Cette logique de réciprocité se traduit aussi
par le phénomène : « leisa punda, mpe punda a leisa ya
», Traduction : nourri le cheval pour que celui-ci vous nourrisse.
Le cheval ici c'est le parrain qu'il faut nourrir pour que
celui -ci vous « nourrisse » davantage, nous
défendre en cas de problème. Il veille aussi à la
promotion et à l'affectation de son parrainé au poste
stratégique.
3.4.3.2.
Logique de substitution à l'institution
La logique d'institutionnalité est une logique
liée à l'instrumentation de la douane. A cet effet, il ressort de
l'empirie que les acteurs douaniers instrumentalisent la douane en la
privatisant par une bourgeoisie bureautique.
Ils ont les objectifs souvent différents de celles de
l'institution. Cette logique d'institutionnalité est le fait que l'Etat
n'assure pas un salaire au douanier. Ce dernier s'institue à l'Etat pour
se payer lui-même sur base des pratiques de capitalisation
évoquées dans cette étude. C'est dans cette optique les
acteurs disent que la douane c'est « nous ». Elle est la «
nôtre »
Le douanier s'institue et s'érige en une force. Par la
grève, il contraint l'Etat à trouver solution à ses
préoccupations. A ce propos, le contrôleur Simba dit ceci :
« Nous sommes entrés en grève pour
trois jours, réclamant notre bonus. Le gouvernement a autorisé
notre A.D.G. de chercher l'argent sinon le gouvernement sera bloqué et
les autres pays vont agir car, les transporteurs étrangers vont saisir
leurs Ambassades à Kinshasa du préjudice leurs causé par
notre pays qui laisse les douaniers entrés en grève. »
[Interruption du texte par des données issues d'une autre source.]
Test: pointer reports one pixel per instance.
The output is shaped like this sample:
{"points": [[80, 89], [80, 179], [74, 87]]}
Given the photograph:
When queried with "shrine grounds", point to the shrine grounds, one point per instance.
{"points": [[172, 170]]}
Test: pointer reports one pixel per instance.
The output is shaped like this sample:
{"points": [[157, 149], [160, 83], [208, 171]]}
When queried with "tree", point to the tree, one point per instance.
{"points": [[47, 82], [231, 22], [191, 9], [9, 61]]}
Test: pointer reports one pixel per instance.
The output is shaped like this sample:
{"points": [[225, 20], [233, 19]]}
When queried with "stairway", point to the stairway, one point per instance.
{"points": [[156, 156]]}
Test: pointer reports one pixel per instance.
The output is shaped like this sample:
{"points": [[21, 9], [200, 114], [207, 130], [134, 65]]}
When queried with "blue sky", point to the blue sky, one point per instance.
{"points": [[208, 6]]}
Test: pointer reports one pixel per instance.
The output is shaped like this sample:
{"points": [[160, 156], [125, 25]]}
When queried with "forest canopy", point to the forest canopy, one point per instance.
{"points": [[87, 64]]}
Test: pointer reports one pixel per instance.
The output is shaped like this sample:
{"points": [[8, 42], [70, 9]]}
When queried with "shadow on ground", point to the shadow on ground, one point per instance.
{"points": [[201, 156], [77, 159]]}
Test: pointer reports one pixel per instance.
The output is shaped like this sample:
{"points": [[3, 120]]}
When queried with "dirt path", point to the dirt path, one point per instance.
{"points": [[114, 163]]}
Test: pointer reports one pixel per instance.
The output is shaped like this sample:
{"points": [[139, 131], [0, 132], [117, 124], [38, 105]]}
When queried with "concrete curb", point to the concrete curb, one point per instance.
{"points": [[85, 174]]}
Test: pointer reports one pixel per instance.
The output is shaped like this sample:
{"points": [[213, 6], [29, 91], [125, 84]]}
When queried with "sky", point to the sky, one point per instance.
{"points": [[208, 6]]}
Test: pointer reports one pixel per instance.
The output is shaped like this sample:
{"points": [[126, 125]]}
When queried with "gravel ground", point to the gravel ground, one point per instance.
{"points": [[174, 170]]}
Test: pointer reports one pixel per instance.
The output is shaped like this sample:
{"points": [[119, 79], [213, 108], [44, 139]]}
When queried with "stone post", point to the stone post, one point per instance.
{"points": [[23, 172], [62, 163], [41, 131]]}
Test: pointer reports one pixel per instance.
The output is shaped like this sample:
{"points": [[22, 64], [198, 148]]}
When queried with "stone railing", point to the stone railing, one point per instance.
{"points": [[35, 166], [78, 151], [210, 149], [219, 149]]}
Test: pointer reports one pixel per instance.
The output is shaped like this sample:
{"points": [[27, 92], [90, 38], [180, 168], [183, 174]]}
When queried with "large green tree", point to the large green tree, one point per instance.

Aussi, bien que légal, l'héritage du travail
limite les chances aux autres jeunes congolais d'être embauchés
dans cette régie financière, car la priorité est
réservée aux enfants, femmes des douaniers et d'autres
parrainés. Ceci explique l'absence de l'offre d'emploi qui jadis
s'organisait par le test d'embauche.
Que faut-il retenir de ce chapitre ?
Ce chapitre a présenté des critères non
réglementaires au regard du recrutement, de l'affectation et de la
promotion à la douane ainsi que les manières dont les acteurs
perçoivent les postes stratégiques. Il a aussi consisté
à analyser les différents mécanismes mis en place par les
acteurs dans le cadre d'occupation des postes stratégiques.
A ces mécanismes se rattachent aussi les
différentes pratiques de capitalisation des postes pour avoir de
l'argent (cretch), utile dans l'occupation et le maintien aux dits postes. S'y
ajoute également l'instrumentalisation de la loi dans les engagements,
les affectations et les promotions à la douane.
Enfin, à travers l'analyse transversale, il a
été dégagé trois catégories de logiques
à savoir : la logique du parrain ou recommandant, la logique du
parrainé (fiel ou recommandé) et la logique de
légitimation des pratiques.
CONCLUSION
GENERALE
L'objet de cette recherche est l'examen de différents
mécanismes non réglementaires présidant à
l'affectation du douanier à un poste stratégique. Notre fil
conducteur retenu pour cette étude se présente comme suit :
« que fait un douanier pour occuper un poste stratégique ».
Cette étude se fonde sur l'approche organisationnelle
et la grille de l'acteur stratégique retenu dans la perspective de
Crozier et de Friedberg (1977). L'articulation de ces deux outils réside
dans le fait que l'organisation est un construit et pose le problème
d'adaptation qui fait que les acteurs, ayant une marge de liberté
interprètent les normes en les adaptant, les remodelant et en
créant d'autres.
C'est en se comportant en acteurs stratégiques que les
douaniers tirent les ficelles de leur côté visant les
intérêts qui sont souvent à l'encontre de l'organisation
Douane. Aussi, recourent - ils aux différentes relations dont ils
disposent en termes de réseaux ou circuits.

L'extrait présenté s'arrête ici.